Makaleler

Ego Nedir?

Yazar: Hakan Kutluay

Ego, id ve süperego ile ayrılmaz olan, insan zihnine ait katmanlardan biridir. Bu katmanlar birbiriyle bağlantılı olmalarına rağmen farklı görevleri üstlenirler. Psikoloji tarihinde bir çok psikolog ve psikiyatristin de araştırma alanı olan bu katmanlar, günümüzde hâlâ güncel araştırma konuları içinde yer alır.

Ego, insanın dış dünyaya dair kuralları büyüdükçe kavrarken geliştirdiği, bu dünyayla uyum içinde yaşamasını sağlayan zihinsel işlevler bütünüdür. Kişinin iç dünyasında süregelen haz arayışı ve dış dünyada hakim olan gerçekler arasında dengeyi kuran bir araçtır. 

Egonun sahip olduğu yetiler;

  • Dürtülerin farkına varılıp, algılanmasına yardımcı olmak. Örneğin açlık, cinsellik...
  • Dış dünyaya ait koşulların algılanması. İhtiyaçların nereden nasıl temin edilebileceğini öğrenmek gibi...
  • Dürtülerin koşullara uyacak seviyeye getirilmesi. İhtiyaç duyulan şeyi çalmak yerine para verip satın almak gibi...
  • Uygun ve uyumcul davranışın eyleme geçirilmesi.

Diğer zihin katmanlarından olan id, tüm ilkel isteklerimizin, dürtülerimizin, hazlarımızın ait olduğu katmandır. Tüm insanlarda ortak olarak bulunan açlık, susuzluk, cinsellik, şiddet, sevgi, sevilme gibi dürtüler bu katmana aittir. İd insan kişiliğinin şımarık çocuğudur. Çoğu zaman en olmadık zamanlarda en olmadık şeyleri ister ve sabırsızca bir an önce gerçekleşmesini ister. İsteğinin ertelenmesine ise öfkeyle tepki verir. Acı veren her şeyden uzaklaşıp hazzın olduğu anları arzular. Ego ise, id’in bu olmadık istekleri karşısında düzenlemeyi yapan mekanizmadır. İd’in talep ettiğini gerçeklik ilkesi ile değerlendirir sonuca göre eyleme geçilmesini sağlar. Eğer ki sonuç olumsuzsa sabrederek, daha doğru bir seçimin gerçekleşmesine yardımcı olur. 
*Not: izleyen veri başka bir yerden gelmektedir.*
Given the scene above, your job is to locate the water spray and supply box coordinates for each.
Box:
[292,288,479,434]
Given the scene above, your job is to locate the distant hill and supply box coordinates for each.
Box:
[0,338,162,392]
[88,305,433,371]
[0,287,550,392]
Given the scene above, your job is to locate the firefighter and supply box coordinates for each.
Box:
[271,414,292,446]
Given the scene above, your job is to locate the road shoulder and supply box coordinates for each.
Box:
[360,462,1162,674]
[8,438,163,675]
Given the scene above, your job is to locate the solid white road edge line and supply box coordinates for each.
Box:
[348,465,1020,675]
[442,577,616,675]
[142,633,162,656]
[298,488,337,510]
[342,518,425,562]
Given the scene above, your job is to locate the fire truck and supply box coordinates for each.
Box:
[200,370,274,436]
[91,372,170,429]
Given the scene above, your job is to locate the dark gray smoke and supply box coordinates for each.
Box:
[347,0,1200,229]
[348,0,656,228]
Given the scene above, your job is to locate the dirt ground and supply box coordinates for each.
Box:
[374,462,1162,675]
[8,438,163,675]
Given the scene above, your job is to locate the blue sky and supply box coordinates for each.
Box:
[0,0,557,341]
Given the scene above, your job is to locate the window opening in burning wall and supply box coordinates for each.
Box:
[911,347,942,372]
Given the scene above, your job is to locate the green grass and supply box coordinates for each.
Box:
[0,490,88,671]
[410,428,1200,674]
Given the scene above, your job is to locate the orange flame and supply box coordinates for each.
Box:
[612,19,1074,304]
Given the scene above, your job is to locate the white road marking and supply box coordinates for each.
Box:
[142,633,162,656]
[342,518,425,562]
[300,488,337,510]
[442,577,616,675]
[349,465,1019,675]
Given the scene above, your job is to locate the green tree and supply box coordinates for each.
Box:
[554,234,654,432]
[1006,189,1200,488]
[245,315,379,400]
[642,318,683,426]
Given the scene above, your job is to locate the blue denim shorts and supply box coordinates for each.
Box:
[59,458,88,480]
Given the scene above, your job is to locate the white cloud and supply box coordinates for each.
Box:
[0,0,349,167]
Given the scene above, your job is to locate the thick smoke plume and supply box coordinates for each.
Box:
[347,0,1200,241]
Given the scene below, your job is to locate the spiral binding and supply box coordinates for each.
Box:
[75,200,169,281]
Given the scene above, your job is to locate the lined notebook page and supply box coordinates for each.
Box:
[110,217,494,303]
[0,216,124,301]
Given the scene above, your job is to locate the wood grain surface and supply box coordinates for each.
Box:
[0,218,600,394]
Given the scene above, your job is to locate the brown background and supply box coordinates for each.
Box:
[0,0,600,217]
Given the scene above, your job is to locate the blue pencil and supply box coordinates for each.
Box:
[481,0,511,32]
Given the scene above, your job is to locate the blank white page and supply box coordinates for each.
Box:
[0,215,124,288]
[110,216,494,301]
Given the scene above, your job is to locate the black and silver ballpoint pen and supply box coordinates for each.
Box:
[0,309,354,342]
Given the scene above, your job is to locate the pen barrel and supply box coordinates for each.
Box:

Süperego ise toplumsal değer yargılarını, kişinin ulaşmak istediği İdeal Ben’i temsil eder. Süperego dış dünyayı gözlemleyerek kendi normlarına göre belli anayasalar oluşturur.  Kişiliğin vicdanlı ahlaklı yönünü temsil eder. 

Bu üç katman arasındaki işleyişi şöyle bir örnekle anlatmak mümkündür; işle ilgili önemli bir yemeğe davet edildiniz. Yemek yenecek yere gittiğinizde henüz herkesin gelmediğini farkettiniz. Kimse yemek yemeye başlamamış ama siz çok açsınız. Bu durumda id’in vereceği talimat “Beni doyur.” olur. İd’in ilkel istediğine karşı süperego, “Herkes gelmeden önce yemeğe başlamak çok kabaca bir harekettir. Bunu yaparsan dışlanır ve küçük düşersin.” der.  Böyle bir durumda ego devreye girerek bu ikisinin arasındaki dengeyi kurmaya çalışır ve şöyle bir müdahelede bulunur; “Yemeye başlarsan bu çok kaba bir hareket olacak ama aç kalırsan da sinirlerin gerilecek. Bu yüzden çaktırmadan mutfaktan atıştıracak bir şey rica edip ye, sonra yemek masasına geri gel.”

İnsan hayatını kolaylıkla yönlendirebilecek bu katmanlar arasında sağlıklı bir ilişkinin olmasına dikkat etmek gerekir. Güçlü bir egonun, her zor şarta dayanıklı olduğu, stresle, yenilgiyle yılmadığı, dengeyi istikrarla sağladığı unutulmamalıdır. Sağlıklı bir ego için ise, kıyaslamalardan, kıskançlıktan uzak durmak ve negatif olaylardan etkilenmemeye yoğunlaşmak yeterlidir.